I started out easy, and within 6 minutes I had settled into a cruising pace that I had to focus to restrain a bit more than usual, keeping in mind how far I was going to go. Then I experimented with different tempos and SL over 250 stroke intervals to see how I could change gears while holding similar effort levels. I made it to my turn-around point at 45 minutes and only then noticed the current I had been swimming with. I must have slipped into it around the 15 minute mark. So I realized I would have add a little time going back although I expected to go at a faster pace. Sure enough, on the way back I was swimming into it, then hit a spot where the current started shifting to my side (where it was coming toward the shore then veering westward) and was pushing me toward the shore. But then I swam out of it and was in relatively still water for the final stretch.  It is satisfying to be come to this point of sensitivity even to the subtle changes in the sea current simply by feeling the way the water flows against my skin- I could tell I was being resisted at a new angle without any visual cues.

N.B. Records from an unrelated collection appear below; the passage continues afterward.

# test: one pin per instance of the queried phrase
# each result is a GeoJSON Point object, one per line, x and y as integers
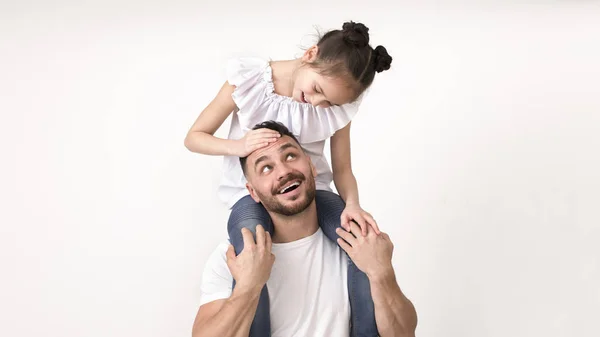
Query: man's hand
{"type": "Point", "coordinates": [252, 267]}
{"type": "Point", "coordinates": [372, 253]}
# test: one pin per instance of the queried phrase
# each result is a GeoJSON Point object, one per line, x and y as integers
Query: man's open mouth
{"type": "Point", "coordinates": [290, 187]}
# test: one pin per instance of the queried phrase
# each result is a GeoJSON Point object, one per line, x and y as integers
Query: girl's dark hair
{"type": "Point", "coordinates": [347, 52]}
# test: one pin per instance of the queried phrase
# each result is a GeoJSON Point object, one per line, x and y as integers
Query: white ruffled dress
{"type": "Point", "coordinates": [257, 102]}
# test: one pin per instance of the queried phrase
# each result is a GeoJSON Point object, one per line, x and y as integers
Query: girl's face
{"type": "Point", "coordinates": [318, 90]}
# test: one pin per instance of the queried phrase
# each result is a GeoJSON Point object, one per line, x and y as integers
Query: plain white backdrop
{"type": "Point", "coordinates": [478, 152]}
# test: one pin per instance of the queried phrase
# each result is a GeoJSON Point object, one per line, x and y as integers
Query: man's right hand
{"type": "Point", "coordinates": [252, 267]}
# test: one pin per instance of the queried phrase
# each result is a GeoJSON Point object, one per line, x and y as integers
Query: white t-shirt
{"type": "Point", "coordinates": [257, 102]}
{"type": "Point", "coordinates": [308, 287]}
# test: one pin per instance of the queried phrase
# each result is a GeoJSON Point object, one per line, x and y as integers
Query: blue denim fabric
{"type": "Point", "coordinates": [247, 213]}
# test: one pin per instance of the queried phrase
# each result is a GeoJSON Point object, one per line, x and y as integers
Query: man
{"type": "Point", "coordinates": [307, 283]}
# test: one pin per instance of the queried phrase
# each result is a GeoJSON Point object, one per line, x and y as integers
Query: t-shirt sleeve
{"type": "Point", "coordinates": [216, 278]}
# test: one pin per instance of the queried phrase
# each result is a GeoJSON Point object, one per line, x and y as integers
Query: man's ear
{"type": "Point", "coordinates": [311, 54]}
{"type": "Point", "coordinates": [312, 167]}
{"type": "Point", "coordinates": [252, 192]}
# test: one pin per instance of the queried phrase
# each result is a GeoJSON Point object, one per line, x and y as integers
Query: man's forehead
{"type": "Point", "coordinates": [272, 148]}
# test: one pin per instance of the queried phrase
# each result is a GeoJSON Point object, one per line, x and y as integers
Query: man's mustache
{"type": "Point", "coordinates": [291, 176]}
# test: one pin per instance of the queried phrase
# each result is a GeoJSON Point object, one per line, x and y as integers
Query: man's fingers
{"type": "Point", "coordinates": [268, 242]}
{"type": "Point", "coordinates": [355, 229]}
{"type": "Point", "coordinates": [348, 237]}
{"type": "Point", "coordinates": [248, 238]}
{"type": "Point", "coordinates": [230, 254]}
{"type": "Point", "coordinates": [362, 225]}
{"type": "Point", "coordinates": [260, 236]}
{"type": "Point", "coordinates": [344, 245]}
{"type": "Point", "coordinates": [373, 223]}
{"type": "Point", "coordinates": [344, 221]}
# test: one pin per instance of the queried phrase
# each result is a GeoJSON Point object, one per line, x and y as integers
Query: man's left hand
{"type": "Point", "coordinates": [372, 253]}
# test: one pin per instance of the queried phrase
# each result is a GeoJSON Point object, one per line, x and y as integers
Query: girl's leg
{"type": "Point", "coordinates": [247, 213]}
{"type": "Point", "coordinates": [329, 210]}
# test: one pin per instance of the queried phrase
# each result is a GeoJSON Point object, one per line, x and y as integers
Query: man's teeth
{"type": "Point", "coordinates": [285, 189]}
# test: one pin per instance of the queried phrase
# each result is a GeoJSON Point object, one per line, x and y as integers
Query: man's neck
{"type": "Point", "coordinates": [296, 227]}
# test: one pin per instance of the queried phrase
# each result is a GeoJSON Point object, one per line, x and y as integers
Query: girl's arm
{"type": "Point", "coordinates": [345, 182]}
{"type": "Point", "coordinates": [200, 137]}
{"type": "Point", "coordinates": [341, 165]}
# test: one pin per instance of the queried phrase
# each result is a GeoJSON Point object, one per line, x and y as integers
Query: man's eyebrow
{"type": "Point", "coordinates": [286, 146]}
{"type": "Point", "coordinates": [260, 159]}
{"type": "Point", "coordinates": [281, 149]}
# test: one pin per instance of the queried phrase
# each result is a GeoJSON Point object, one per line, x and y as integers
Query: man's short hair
{"type": "Point", "coordinates": [272, 125]}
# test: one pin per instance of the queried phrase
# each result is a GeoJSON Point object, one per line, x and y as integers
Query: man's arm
{"type": "Point", "coordinates": [395, 314]}
{"type": "Point", "coordinates": [251, 269]}
{"type": "Point", "coordinates": [231, 317]}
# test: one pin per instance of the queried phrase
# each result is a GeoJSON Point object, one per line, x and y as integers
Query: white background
{"type": "Point", "coordinates": [479, 152]}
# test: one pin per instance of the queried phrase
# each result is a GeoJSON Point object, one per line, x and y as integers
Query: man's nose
{"type": "Point", "coordinates": [283, 170]}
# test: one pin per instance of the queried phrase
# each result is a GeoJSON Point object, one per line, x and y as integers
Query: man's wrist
{"type": "Point", "coordinates": [382, 276]}
{"type": "Point", "coordinates": [246, 290]}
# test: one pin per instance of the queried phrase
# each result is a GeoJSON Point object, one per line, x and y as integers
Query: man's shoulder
{"type": "Point", "coordinates": [219, 253]}
{"type": "Point", "coordinates": [216, 279]}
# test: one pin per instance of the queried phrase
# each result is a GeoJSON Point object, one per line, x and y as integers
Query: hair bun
{"type": "Point", "coordinates": [356, 34]}
{"type": "Point", "coordinates": [382, 59]}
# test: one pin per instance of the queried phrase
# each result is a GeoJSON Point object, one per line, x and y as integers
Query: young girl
{"type": "Point", "coordinates": [315, 97]}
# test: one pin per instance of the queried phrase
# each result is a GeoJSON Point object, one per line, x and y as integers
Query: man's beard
{"type": "Point", "coordinates": [272, 204]}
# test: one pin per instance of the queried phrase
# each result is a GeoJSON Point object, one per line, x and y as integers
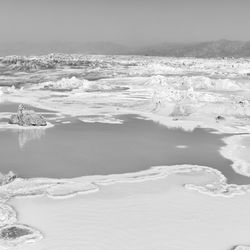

Although I performed my stretch and situp routine this morning I had some irritations all over my left side. The knot under my left shoulder blade tightened up- not as bad as before but still annoying. My left shoulder socket felt a little bursitis-like soreness in it, my elbow had a strange tendon-sore spot, and my left wrist was sore from some chronic ulner nerve sensitivity I have there (I only feel it on these OW swims- not in the pool).  So the first 30 minutes I was reviewing position and tuning in to how the joints were moving and tensing, looking for ways to tweak my stroke to relieve these points. But after 40 minutes they must have gone away, or got covered up by endorphines because I didn’t notice them so much anymore.

The last 30 minutes I was really cruising- it felt so good. I had a brisk, strong tempo, but one I feel I could have kept up for another km. When I stopped the only thing that hurt was my lower back from holding a slightly concave position that long- I am a sloucher- but it felt fine with a little stretching in the sun. I think I can do 120 minutes.

The knot I can work on. The shoulder soreness? I don’t feel it other times than during the beginning of these swims. But I am concerned about my wrist- I got ulner-nerve problems from tense hand work (hand-drafting and heavy construction labor) 15 years ago and have to be careful in certain activities- Rock climbing? No problem. Computer-mouse work? Be careful.  Why this flares up in OW but not in the pool I don’t know yet, but I will keep examining my form and tweaking it to see if I can eliminate the strain. I know a small irritation becomes a big chronic problem when subjected to a lot of repetition- like the 2000+ continuous strokes that wrist made today. I’ve had my share of over-training injuries way back in my fast and foolish youth.